Expression of Two Foreign Genes by a Newcastle Disease Virus Vector From the Optimal Insertion Sites through a Combination of the ITU and IRES-Dependent Expression Approaches

Lei He; Zhenyu Zhang; Qingzhong Yu

doi:10.3389/fmicb.2020.00769

Expression of Two Foreign Genes by a Newcastle Disease Virus Vector From the Optimal Insertion Sites through a Combination of the ITU and IRES-Dependent Expression Approaches

Front Microbiol. 2020 Apr 28:11:769. doi: 10.3389/fmicb.2020.00769. eCollection 2020.

Authors

Lei He^{1

2}, Zhenyu Zhang², Qingzhong Yu²

Affiliations

¹ The Key Lab of Animal Disease and Public Health, Henan University of Science and Technology, Luoyang, Henan, China.
² Southeast Poultry Research Laboratory, US National Poultry Research Center, Agricultural Research Service, United States Department of Agriculture, Athens, GA, United States.

Abstract

Many Newcastle disease virus (NDV) strains have been developed as vectors to express a foreign gene (FG) for vaccine and cancer therapy purposes. The non-coding region between the phosphoprotein (P) and matrix protein (M) genes and the non-coding region behind the NP gene open reading frame (ORF) in the NDV genome have been identified as the optimal insertion sites for efficient FG expression through the independent transcription unit (ITU) and the internal ribosomal entry site (IRES) dependent expression approaches, respectively.
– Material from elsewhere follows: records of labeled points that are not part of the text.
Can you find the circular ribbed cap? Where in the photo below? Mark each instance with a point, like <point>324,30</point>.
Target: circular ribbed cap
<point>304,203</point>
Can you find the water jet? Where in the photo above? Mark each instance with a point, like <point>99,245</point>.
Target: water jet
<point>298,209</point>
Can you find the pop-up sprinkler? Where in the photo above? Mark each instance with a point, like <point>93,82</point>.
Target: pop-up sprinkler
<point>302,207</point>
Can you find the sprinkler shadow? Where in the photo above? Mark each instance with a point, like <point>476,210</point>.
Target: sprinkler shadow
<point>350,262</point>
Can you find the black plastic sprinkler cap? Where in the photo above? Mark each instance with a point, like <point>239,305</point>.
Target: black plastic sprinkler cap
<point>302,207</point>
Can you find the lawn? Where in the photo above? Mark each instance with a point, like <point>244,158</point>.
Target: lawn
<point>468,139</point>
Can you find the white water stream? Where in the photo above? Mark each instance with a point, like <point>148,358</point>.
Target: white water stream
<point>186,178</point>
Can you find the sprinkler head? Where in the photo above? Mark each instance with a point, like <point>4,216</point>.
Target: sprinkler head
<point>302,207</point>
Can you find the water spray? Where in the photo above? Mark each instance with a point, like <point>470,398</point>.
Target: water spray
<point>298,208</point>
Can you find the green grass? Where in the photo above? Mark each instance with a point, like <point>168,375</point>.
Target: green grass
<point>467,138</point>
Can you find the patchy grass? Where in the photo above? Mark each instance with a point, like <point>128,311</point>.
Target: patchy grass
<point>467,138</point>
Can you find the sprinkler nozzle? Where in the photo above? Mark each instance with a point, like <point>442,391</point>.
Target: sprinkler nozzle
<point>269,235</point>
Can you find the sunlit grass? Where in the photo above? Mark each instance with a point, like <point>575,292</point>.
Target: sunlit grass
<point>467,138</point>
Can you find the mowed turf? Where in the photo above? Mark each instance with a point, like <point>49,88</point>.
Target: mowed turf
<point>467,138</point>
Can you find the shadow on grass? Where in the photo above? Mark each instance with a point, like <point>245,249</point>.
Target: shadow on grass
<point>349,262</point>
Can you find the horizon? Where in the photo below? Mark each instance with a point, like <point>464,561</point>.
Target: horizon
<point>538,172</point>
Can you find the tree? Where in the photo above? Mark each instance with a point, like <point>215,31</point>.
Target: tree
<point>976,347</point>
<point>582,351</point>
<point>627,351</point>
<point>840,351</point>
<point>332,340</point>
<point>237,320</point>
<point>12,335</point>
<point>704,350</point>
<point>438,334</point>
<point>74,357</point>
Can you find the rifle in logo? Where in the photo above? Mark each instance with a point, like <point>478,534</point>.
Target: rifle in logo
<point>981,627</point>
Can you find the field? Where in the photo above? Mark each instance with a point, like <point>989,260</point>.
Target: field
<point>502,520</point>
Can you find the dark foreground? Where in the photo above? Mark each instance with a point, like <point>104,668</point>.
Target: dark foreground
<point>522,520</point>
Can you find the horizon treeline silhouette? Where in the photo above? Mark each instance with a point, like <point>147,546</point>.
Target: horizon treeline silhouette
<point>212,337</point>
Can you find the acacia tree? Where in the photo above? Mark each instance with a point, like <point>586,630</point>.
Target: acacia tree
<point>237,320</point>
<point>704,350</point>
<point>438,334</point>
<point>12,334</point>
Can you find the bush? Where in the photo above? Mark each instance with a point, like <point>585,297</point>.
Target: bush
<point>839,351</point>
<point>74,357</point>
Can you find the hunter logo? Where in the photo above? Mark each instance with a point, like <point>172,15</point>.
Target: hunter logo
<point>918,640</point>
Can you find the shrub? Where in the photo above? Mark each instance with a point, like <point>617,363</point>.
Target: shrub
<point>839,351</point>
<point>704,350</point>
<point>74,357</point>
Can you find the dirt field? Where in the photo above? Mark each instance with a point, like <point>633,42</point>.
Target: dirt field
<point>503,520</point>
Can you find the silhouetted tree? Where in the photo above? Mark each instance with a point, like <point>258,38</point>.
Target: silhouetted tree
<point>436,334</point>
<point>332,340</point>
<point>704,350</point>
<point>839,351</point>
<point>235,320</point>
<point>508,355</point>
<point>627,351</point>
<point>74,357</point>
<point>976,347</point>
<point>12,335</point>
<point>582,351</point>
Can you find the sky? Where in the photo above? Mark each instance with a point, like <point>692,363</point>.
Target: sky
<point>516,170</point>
To date, however, the majority of these NDV vectors express only a single or two FGs from suboptimal insertion sites in the NDV genome, obtaining various levels of FG expression. To improve the FG expression, we generated NDV LaSota vaccine strain-based recombinant viruses expressing two FGs, GFP, and RFP, from the identified optimal insertion sites through a combination of the ITU and IRES-dependent approaches. Biological assessments of the recombinant viruses indicated that the recombinants expressing two FGs were slightly attenuated with approximately one order of magnitude lower in virus titers when compared to the viruses containing a single FG. The FG expression efficiencies from the two-FG viruses were also lower than those from the single-FG viruses. However, the expression of two FGs from the optimal insertion sites was significantly (p < 0.05) higher than those from the suboptimal insertion sites. The expressions of FGs as monocistronic ITU were approximately 4-fold more efficient than those expressed by the bicistronic IRES-dependent approach. These results suggest that the NDV LaSota vector could efficiently express two FGs from the identified optimal insertions sites. The ITU strategy could be used for "vectoring" FGs in circumstances where high expression of gene products (e.g., antigens) is warranted, whereas, the IRES-dependent tactic might be useful when lower amounts of IRES-directed FG products are needed.

Keywords: GFP and RFP; NDV; co-expression; foreign genes; multivalent vector; optimal insertion sites.